Nigerian soldiers patrol in the north of Borno state close to former Boko Haram camp on June 5, 2013 near Maiduguri
Kano (Nigeria) (AFP) - Gunmen on motorcycles kidnapped a German national on Wednesday in northeast Nigeria, police said, in the latest assault in the region repeatedly assailed by Boko Haram.
"Security agents are working assiduously to track down the kidnappers and free the hostage," Adamawa state police spokesman Othman Abubakar said of the early morning abduction in the town of Gombi.
Abubakar confirmed the victim's nationality. A German foreign ministry spokesman told AFP he "was aware of the case" but declined to comment further.
Residents in Gombi, roughly 100 kilometres (62 miles) from Yola -- Adamawa's capital, described the hostage as a teacher at a government-run technical training centre.
They said a small group of gunmen approached as he left his home in the Anguwan Faransa (French quarters) neighbourhood. They drew their guns and signalled for their dozen accomplices to swarm before carting the German away on a motorcycle.
"As soon as he came out of his house and was about to enter his car to go to work, two of them walked up to him and pointed a gun," said Yakubu Jauro, who lives in the area.
David Adamu, another nearby resident, said more than a dozen blankets had been found outside the victim's house.
"We believe they were abandoned by the kidnappers who must have passed the night there lying in wait for their captive," he said.
While there was no immediate claim of responsibility, initial blame will likely fall on Boko Haram, which has led a five-year insurgency aimed at creating a hardline Islamic state in the Muslim-majority north of Nigeria.
Boko Haram, which loosely translates as "Western education is forbidden", opposes schools that teach a so-called Western curriculum and has launched previous attacks on teachers and students.
- Ransom kidnappings -
Analysts say the Islamists have also increasingly sought to fund their insurgency through ransom kidnappings, targeting primarily wealthy Nigerians, but also foreigners.
The 2013 abduction and subsequent release of a French family of seven, including four children, across Nigeria's northeastern border in Cameroon is believed to have netted Boko Haram a ransom payment of several million dollars.
An offshoot of Boko Haram, known as Ansaru, has also claimed the kidnapping of at least eight foreigners in northern Nigeria since 2012, but the group has been largely dormant for more than a year.
Ansaru claimed the December 2012 abduction of French engineer Francis Collump from Katsina state. He escaped in November of last year.
The group, which reportedly broke with Boko Haram to specifically target foreigners instead of Nigerians, executed seven expatriates it seized from Bauchi state in 2013.
In January 2012, German engineer Edgar Raupach was kidnapped by Boko Haram at a construction site on the outskirts of the northern city of Kano.

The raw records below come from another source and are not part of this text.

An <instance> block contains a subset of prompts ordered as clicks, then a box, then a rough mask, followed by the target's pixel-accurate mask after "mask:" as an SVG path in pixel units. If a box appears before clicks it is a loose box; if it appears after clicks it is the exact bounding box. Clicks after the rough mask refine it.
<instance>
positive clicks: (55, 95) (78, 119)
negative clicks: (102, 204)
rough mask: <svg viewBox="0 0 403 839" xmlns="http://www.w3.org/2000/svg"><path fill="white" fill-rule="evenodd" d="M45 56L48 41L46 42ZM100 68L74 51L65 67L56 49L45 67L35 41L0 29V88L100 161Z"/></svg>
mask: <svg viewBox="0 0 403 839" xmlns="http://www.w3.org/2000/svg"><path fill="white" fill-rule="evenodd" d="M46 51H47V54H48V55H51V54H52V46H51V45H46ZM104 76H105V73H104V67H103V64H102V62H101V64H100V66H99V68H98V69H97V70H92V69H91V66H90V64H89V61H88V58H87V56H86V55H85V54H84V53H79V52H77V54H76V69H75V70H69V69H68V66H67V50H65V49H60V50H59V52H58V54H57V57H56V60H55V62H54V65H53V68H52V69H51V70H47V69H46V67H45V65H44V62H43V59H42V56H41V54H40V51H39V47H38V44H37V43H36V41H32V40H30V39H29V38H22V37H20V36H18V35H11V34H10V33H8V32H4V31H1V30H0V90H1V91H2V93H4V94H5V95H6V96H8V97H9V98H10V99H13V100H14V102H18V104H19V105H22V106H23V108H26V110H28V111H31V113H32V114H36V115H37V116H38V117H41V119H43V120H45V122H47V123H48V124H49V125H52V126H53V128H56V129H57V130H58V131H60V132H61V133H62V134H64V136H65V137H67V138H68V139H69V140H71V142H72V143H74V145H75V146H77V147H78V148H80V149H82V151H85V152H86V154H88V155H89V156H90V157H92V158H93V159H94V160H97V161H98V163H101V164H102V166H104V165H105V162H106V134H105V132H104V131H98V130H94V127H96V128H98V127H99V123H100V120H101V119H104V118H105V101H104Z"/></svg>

He was killed in a military raid on a Boko Haram hideout on the outskirts of the city four months later.
Ransom kidnappings primarily targeting oil workers in the southern crude producing Niger Delta region are common, but those are considered a different phenomenon to the Islamist attacks in the north.
More than 10,000 people are estimated to have been killed in Boko Haram's rebellion.